The WHERE clause can be used to define conditions to filter out unwanted results and can be built with the use of the following operators:

  • eq: equal

  • neq: not equal

  • lt: less than

  • gt: greater than

  • lteq: less than or equal

  • gteq: greater than or equal

  • re: regular expression

  • ire: case insensitive regular expression

  • nre: negated regular expression

  • nire: negated case insensitive regular expression

  • bbi: bounding box intersecting objects (ex., a street that is only partially covered by the box)

  • bbc: bounding box containing objects (ex., a station or street, that is completely covered by the box)

  • in: true if the value of the target can be found within the given list.

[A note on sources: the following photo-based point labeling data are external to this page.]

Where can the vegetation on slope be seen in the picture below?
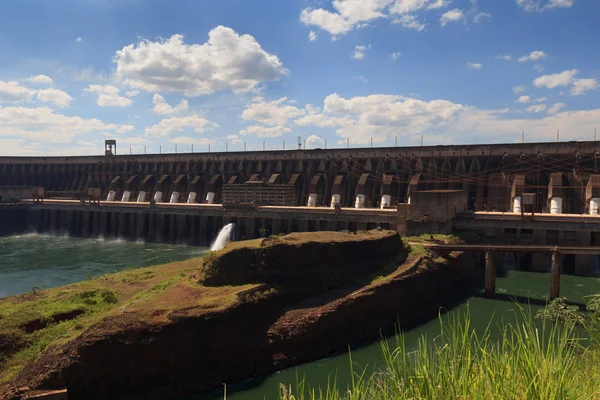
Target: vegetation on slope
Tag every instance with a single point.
(549, 360)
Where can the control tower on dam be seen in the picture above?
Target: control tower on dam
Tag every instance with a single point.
(496, 189)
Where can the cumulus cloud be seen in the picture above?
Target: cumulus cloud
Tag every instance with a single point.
(180, 124)
(533, 56)
(226, 61)
(48, 125)
(481, 17)
(536, 108)
(354, 14)
(539, 5)
(162, 107)
(556, 108)
(108, 96)
(265, 131)
(381, 116)
(39, 79)
(451, 16)
(411, 22)
(581, 86)
(13, 92)
(551, 81)
(313, 141)
(359, 52)
(277, 112)
(55, 96)
(125, 129)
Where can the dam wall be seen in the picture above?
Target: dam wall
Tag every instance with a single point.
(363, 178)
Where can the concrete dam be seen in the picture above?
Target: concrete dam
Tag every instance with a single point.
(529, 193)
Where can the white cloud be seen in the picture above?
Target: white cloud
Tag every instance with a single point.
(539, 5)
(180, 124)
(191, 140)
(126, 129)
(533, 56)
(39, 79)
(560, 3)
(277, 112)
(132, 93)
(355, 14)
(359, 52)
(108, 96)
(12, 92)
(481, 17)
(556, 108)
(226, 61)
(162, 107)
(551, 81)
(451, 16)
(580, 86)
(55, 96)
(264, 131)
(45, 124)
(410, 21)
(537, 108)
(313, 141)
(381, 116)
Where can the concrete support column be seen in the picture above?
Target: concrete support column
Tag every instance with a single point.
(555, 276)
(490, 274)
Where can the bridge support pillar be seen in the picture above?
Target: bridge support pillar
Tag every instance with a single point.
(555, 276)
(490, 274)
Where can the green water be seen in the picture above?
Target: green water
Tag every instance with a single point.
(517, 284)
(47, 261)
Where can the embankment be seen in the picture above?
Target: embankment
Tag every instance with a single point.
(190, 337)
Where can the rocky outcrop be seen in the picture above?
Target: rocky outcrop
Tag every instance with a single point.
(302, 262)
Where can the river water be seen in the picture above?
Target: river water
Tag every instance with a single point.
(47, 261)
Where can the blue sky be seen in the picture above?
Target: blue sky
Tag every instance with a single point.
(177, 73)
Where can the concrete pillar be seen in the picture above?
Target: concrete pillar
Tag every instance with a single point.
(386, 200)
(555, 276)
(335, 199)
(556, 205)
(360, 201)
(312, 200)
(126, 196)
(490, 274)
(210, 197)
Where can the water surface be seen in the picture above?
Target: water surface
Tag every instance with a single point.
(45, 261)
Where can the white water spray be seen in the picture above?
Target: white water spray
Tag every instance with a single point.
(223, 237)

Example: name.in.(Patrick,Rudi,Peter)

  • nin: False if the value of the target can be found within the given list. Example: name.nin.(Patrick,Rudi,Peter)

  • and(filter,filter,…): Conjunction of filters (can be nested)

  • or(filter,filter,…): Disjunction of filters (can be nested)

As an argument to the filter, it is possible to add either a single value or a list of values; in both cases, operators are used to determine a condition and only items matching all of the filters will be included in the answer to the query (implicit AND). Like in the case of SELECT clauses, multiple comma-separated conditions may be provided. As an example, the following queries use a value and a list of values, respectively:

  • where=smetadata.capacity.gt.100 returns only parking lots with more than 100 parking spaces

  • where=smetadata.capacity.gt.100,smetadata.municipality.eq."Bolzano - Bozen" same as previous query, but only parking lots in Bolzano are shown.

Additional Parameters

New in version 2020-May: shownull and distinct.

There are a couple of other parameter that can be given to the API calls and are described in this section.

shownull

In order to show null values in the output of a query, add shownull=true to the end of your query.

distinct

Results in query responses contain unique results, that is, if for some reason one element is retrieved multiple times while the query is executed, it will be nonetheless shown only once, for performance reasons. It is however possible to retrieve each single result and have it appear in the response by adding distinct=true to the API call.

Warning

Keeping track of all distinct values might be a resource-intensive process that significantly rises the response time, therefore use it with care.